With a substantial racing history of its own, this 1970 Porsche 917/10 Prototype was also instrumental in helping Porsche's racing team. Early on, it was used as a test mule of sorts, logging plenty of test miles both in the wind-tunnel and on the track. During the same period, it was fitted with several different engines, as well as five different body designs. The chassis was completely rebuilt in 1972 before being sold to the first of only four private owners. In the years since, it's been raced around the world, fully restored not once, but twice — in 1997 and 2014 — and is now presented in the same livery it wore during wind tunnel testing in 1971. It arrives with its yellow Bosch livery Shovel-nose and matching rear bonnet, tons of historical material, its ONS Wagenpass, a report from former factory racing driver Jürgen Barth, and a current FIA Historic Technical Passport. As the first 917 Can Am Spyder, the only "001" 917 chassis in private ownership, and with a pedigree that's second to none, this is one of the most unique racers of its time.

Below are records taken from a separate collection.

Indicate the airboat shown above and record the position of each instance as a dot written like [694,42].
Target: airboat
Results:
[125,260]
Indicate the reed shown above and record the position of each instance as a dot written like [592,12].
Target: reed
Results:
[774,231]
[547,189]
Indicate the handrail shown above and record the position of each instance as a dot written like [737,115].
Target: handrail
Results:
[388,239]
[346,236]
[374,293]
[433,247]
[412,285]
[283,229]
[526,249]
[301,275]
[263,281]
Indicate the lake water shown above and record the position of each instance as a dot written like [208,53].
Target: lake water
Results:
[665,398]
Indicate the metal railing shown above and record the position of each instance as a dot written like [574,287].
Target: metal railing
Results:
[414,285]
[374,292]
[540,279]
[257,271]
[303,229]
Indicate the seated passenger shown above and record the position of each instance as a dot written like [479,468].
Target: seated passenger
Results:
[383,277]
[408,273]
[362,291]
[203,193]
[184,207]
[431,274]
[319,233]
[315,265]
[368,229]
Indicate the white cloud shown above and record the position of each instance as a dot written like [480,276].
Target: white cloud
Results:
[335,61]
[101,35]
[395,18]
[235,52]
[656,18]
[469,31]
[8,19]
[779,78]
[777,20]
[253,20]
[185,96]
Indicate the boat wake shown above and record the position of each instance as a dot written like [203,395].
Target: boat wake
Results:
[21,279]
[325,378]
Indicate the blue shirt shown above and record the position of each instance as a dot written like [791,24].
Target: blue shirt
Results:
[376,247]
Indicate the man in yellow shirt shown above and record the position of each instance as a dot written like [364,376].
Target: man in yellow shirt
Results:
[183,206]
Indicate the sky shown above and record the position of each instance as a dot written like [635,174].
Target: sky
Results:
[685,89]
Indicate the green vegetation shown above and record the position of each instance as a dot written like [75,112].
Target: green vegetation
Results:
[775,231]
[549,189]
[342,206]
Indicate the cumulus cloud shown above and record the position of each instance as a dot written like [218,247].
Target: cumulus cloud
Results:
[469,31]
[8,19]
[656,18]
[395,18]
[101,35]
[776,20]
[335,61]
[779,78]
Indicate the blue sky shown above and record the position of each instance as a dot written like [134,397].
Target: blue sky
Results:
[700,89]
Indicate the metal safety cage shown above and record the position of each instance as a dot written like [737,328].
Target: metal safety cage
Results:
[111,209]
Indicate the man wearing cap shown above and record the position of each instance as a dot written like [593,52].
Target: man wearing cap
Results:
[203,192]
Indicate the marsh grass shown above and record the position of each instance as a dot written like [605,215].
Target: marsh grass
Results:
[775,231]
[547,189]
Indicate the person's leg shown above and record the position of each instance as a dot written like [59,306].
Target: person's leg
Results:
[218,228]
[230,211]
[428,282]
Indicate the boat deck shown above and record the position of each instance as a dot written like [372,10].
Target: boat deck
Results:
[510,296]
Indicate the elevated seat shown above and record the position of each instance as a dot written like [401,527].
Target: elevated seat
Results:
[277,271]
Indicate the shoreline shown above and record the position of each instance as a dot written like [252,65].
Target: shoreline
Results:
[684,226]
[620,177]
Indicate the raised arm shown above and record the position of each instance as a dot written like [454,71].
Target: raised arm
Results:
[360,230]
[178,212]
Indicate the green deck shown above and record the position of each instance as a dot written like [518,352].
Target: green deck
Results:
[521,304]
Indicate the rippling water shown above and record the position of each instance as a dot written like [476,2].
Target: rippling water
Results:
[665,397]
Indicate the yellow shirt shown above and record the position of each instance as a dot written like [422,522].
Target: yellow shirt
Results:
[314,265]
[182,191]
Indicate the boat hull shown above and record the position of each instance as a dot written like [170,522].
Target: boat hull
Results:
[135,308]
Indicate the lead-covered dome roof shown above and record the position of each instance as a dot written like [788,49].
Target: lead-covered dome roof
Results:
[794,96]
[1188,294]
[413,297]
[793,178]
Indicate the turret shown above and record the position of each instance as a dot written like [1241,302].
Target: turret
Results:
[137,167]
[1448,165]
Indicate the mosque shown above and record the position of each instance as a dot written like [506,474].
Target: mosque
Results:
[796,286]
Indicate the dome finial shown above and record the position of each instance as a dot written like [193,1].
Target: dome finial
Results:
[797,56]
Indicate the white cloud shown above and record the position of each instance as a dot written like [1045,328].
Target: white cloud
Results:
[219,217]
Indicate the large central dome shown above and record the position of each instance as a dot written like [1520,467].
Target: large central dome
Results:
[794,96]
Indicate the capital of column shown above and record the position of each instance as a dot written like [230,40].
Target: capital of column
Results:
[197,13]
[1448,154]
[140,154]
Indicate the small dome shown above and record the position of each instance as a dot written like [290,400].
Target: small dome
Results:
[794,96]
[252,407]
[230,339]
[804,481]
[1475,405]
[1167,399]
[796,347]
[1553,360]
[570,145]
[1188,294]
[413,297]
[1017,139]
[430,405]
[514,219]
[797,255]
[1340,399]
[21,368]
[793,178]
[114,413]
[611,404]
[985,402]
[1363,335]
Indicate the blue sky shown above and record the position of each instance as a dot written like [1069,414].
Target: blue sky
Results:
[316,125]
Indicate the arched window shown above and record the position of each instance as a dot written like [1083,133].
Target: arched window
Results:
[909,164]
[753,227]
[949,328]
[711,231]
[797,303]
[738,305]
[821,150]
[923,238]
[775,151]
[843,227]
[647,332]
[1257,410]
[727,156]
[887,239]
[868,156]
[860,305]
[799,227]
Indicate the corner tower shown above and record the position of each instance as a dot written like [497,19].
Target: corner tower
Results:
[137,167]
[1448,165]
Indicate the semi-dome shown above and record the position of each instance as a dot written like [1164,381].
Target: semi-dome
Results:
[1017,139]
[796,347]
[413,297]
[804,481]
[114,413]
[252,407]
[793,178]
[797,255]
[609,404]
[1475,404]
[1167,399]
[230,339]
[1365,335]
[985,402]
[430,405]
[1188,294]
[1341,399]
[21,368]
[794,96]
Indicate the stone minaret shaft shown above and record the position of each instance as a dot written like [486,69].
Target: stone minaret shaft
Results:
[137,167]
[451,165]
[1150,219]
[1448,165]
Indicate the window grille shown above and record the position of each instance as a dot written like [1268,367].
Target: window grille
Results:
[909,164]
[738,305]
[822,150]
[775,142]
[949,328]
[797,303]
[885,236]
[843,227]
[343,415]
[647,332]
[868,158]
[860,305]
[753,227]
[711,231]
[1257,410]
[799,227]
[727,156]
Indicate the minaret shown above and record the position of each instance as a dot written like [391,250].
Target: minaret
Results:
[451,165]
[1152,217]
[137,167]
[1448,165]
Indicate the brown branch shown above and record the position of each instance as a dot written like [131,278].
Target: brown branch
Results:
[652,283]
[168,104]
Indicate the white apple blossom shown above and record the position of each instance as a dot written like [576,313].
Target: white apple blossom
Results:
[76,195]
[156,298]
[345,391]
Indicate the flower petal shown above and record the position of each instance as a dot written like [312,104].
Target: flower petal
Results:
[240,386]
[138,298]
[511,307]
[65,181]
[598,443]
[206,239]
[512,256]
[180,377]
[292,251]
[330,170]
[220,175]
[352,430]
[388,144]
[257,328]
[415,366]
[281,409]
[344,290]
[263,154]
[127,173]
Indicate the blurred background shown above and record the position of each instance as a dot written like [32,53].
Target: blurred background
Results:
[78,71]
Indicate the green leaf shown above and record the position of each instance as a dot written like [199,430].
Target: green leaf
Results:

  • 1960 Chevrolet Engineering CERV 1 Research Vehicle

    Developed as a research tool for Chevrolet's efforts to better understand ride and handling on vehicles, this 1960 Chevrolet Engineering CERV 1 Research Vehicle is often called one of the most important pieces of American automotive history. Chevy staff engineer, designer, and race car driver Zora Arkus-Duntov is responsible for the initial development and unveiled it in November of 1960. It recorded a top speed of 206 mph and even did some demo laps at the 1960 U.S. Grand Prix. This model features four-wheel independent suspension, a 4-speed manual transmission, and front disc and rear drum brakes. It arrives at auction in fantastic shape providing collectors with a rare opportunity to own a piece of GM history.

  • 1955 Mercedes-Benz 300 SL Gullwing

    It's hard to find classic cars where the current owner even knows who first bought the car. With this 1955 Mercedes-Benz 300 SL Gullwing, it's easy: it's only had one owner. It's also been in dry storage since 1976, although its late owner — pilot and US Merchant Marine Sig Nygren — used to start it every time he returned home. Given his aviation background, Sig installed several enhancements, including a chronometer, altimeter, and thermometer, as well as fog lights, an eight-track player, and a defroster fan. Other than those small changes, the car remains highly original, with the same Fire Engine Red paint and Red Plaid fabric upholstery it came with, as well as factory inspection tags still visible on the oil and fuel tanks. With only 31,239 miles on the odometer and unquestioned provenance, it's an ideal candidate for a caring restoration.